Third, pursuant to General Business Law § 349 (h) the court finds that defendant wilfully violated General Business Law *79§ 349. Although the court would like to treble plaintiffs actual damages of $2,137.50, this amount exceeds the maximum $1,000 permissible (see, Hart v Moore, 155 Misc 2d 203 [1992]).

. Besides wedding showcases prospective brides may attend other bridal expositions featuring household items. (See, e.g., Rossi v 21st Century Concepts, 162 Misc 2d 932, 933 [1994] [“The plaintiff, soon to be a new bride, attended the Great Bridal Expo.

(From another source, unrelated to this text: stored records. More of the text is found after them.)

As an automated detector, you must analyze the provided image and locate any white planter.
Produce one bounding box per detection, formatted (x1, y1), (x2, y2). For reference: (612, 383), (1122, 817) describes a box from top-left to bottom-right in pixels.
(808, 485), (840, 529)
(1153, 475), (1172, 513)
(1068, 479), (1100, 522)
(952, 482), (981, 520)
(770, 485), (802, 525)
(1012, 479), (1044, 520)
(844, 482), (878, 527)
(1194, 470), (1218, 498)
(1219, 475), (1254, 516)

The Bridal Expo featured exhibitors displaying a broad spectrum of goods and services, typically purchased by recently engaged young women eager to possess all that a modern American bride should possess * * * Royal Prestige * * * displayed a variety of knives, china, glassware, water filters and cookware”].)

. For a delicious spoof of a wedding reception see the movie “The Wedding Singer” as discussed in Goldschmidt, ‘The Wedding Singer’ Is Genially Goofy (NYLJ, Feb. 13, 1998, at 5, cols 2, 3 [“In the best scene, Robbie, still reeling from being dumped, sabotages a gig by snarling the J. Geils song Love Stinks’ at the bewildered happy couple, and then gets punched out by the bride’s outraged father”]).

. Esposito-Hilder v SFX Broadcasting (171 Misc 2d 286, 288 [1996], affd 236 AD2d 186 [3d Dept 1997], supra [“During the Ugliest Bride Contest’, the (disc jockeys) referred to the bridal pictures appearing in the local newspapers published weekly, and invited their listening audience to vote for the Ugliest Bride’ of the brides so pictured”]).